2020 Review UN Peacebuilding Architecture

2020 Review of the United Nations Peacebuilding Architecture African Regional Consultation Report

The 2020 United Nations (UN) peacebuilding review takes stock of the progress made over the first 15 years of the UN’s Peacebuilding Architecture (PBA).

The 2020 United Nations (UN) peacebuilding review takes stock of the progress made over the first 15 years of the UN’s Peacebuilding Architecture (PBA). ACCORD consulted a number of stakeholders in Africa on their experiences to date with the PBA between March and May 2020, culminating in a virtual webinar consultation that took place on 10 June 2020 in partnership with the South African Department of International Relations and Cooperation (DIRCO) and the African Union (AU) Commission.

The 2020 UN peacebuilding review has a special interest on the impact of peacebuilding efforts at the field level. In this regard, ACCORD decided that the theme for its African Regional Consultation will be “Sustaining Peace in Africa: Local Capacities for Peace”. Inputs received for the African Consultation show that despite policy commitments to local ownership and investments in local and national capacities for peace, the funding, coordination, planning, and the state-centric decision-making structures still favour UN agencies, international Non-Governmental Organisations (NGOs), and national authorities.
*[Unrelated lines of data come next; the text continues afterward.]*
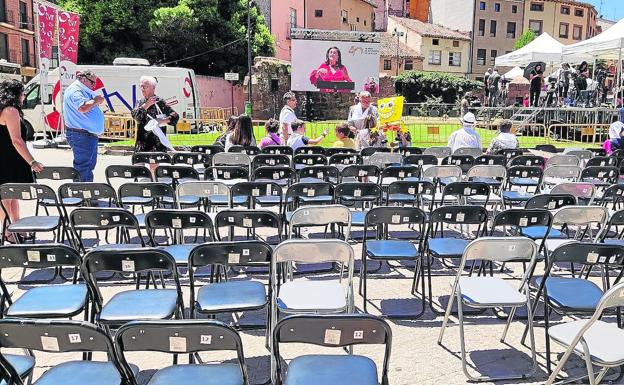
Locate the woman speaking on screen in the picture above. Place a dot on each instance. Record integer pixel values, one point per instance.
(332, 70)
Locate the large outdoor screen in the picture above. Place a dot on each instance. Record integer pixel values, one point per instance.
(335, 66)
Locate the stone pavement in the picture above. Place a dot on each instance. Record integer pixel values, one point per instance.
(416, 356)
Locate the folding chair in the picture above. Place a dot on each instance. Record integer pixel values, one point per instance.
(575, 295)
(441, 246)
(484, 292)
(133, 304)
(331, 331)
(173, 223)
(595, 341)
(57, 336)
(26, 192)
(278, 150)
(222, 294)
(184, 336)
(47, 301)
(386, 247)
(108, 220)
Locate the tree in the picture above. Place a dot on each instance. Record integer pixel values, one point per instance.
(525, 39)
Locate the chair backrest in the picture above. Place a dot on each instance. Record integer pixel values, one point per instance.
(550, 201)
(334, 331)
(563, 160)
(439, 152)
(151, 157)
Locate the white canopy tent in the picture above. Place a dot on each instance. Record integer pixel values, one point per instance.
(544, 48)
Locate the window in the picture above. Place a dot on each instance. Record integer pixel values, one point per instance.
(24, 24)
(536, 26)
(25, 52)
(454, 59)
(511, 30)
(435, 57)
(577, 32)
(564, 30)
(481, 57)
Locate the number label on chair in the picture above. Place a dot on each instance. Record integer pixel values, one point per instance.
(177, 344)
(49, 343)
(127, 266)
(332, 336)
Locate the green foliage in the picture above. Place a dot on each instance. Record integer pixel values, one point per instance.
(527, 37)
(421, 87)
(167, 30)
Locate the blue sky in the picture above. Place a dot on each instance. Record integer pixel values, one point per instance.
(611, 9)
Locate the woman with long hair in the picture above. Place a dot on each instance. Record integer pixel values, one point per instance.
(18, 164)
(242, 134)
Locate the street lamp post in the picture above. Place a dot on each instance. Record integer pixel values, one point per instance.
(398, 34)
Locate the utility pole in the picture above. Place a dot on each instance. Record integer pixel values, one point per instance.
(398, 34)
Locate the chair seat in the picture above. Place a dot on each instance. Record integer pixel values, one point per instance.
(538, 232)
(391, 249)
(231, 295)
(217, 374)
(36, 223)
(145, 304)
(51, 301)
(180, 252)
(604, 340)
(447, 247)
(306, 295)
(80, 373)
(569, 294)
(331, 369)
(21, 363)
(489, 291)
Local peacebuilders are not sufficiently involved in the identification of needs, the framing of the issues or the design of the programmes and results frameworks.

The majority of those who were consulted for this report had little knowledge of the Sustaining Peace concept. Those who are more familiar with the concept feel that the degree to which it emphasizes local and national ownership, early preventative action, and system-wide cooperation, collaboration, and coherence is exemplary. However, they felt its implementation strategies or mechanisms were weak.

Even before COVID-19, there was concern about the degree to which the international, regional, and national systems valued and mobilized funding towards sustaining peace. Now, with an emerging global recession in the wake of COVID-19, the challenge for peacebuilding financing is even more accentuated. Almost all peacebuilding initiatives and programmes have been affected by COVID-19, and especially the measures introduced to prevent the spread of the disease. Many activities necessary to prevent, manage, and redress tensions and violent conflicts have been disrupted.

The AU and UN’s exemplary work to operationalize their strategic partnership at the political and Commission-Secretariat levels now needs to move to a more meaningful partnership in the field where AU, UN, and other partners are still operating largely in silos alongside each other. COVID-19, climate change and other such system-wide social-ecological stressors should motivate these partners to work closer together, including with national and local peacebuilders, to maximize their collective capabilities and resources, and to focus their efforts where most needed.

Women continue to be disproportionately affected by structural and material barriers that limit their participation in peacebuilding activities. For the UN Peacebuilding Architecture to strengthen its relevance to women, it has to move away from the state-centric, blueprint-focused, and technically oriented approaches. A field- and people-oriented approach is needed, rooted in the local context with strengthened local and national capacities for peace. It is time to shift from demonstrating inclusion to assessing the quality of the involvement of women and youth, assessed against the agency they have to influence the purpose and content of the peacebuilding programmes that they are meant to benefit from.

Young people are affected by conflict, yet they are excluded from peace and decision-making processes. Generally, programmes are designed by practitioners or experts who are far removed from the lived realities of young people. Local youth-led organisations and networks have a nuanced understanding of the local context and know how to navigate the environments in which they operate. However, they face various barriers in accessing funding as few donors fund youth-led initiatives directly.

Since the previous UN peacebuilding review in 2015, the impact of climate change on people’s lives has become noticeable. Investing in local and national capacities for peace is critical, as local and national resilience, adaptive capacity, social capital, and social cohesion are critical for communities and societies to withstand shocks and climate-related stress. Thus, peacebuilding has to develop better ways in which international, regional, national, and local peacebuilders can support and strengthen local and national capacities for peace, taking into account climate-related peace and security risks.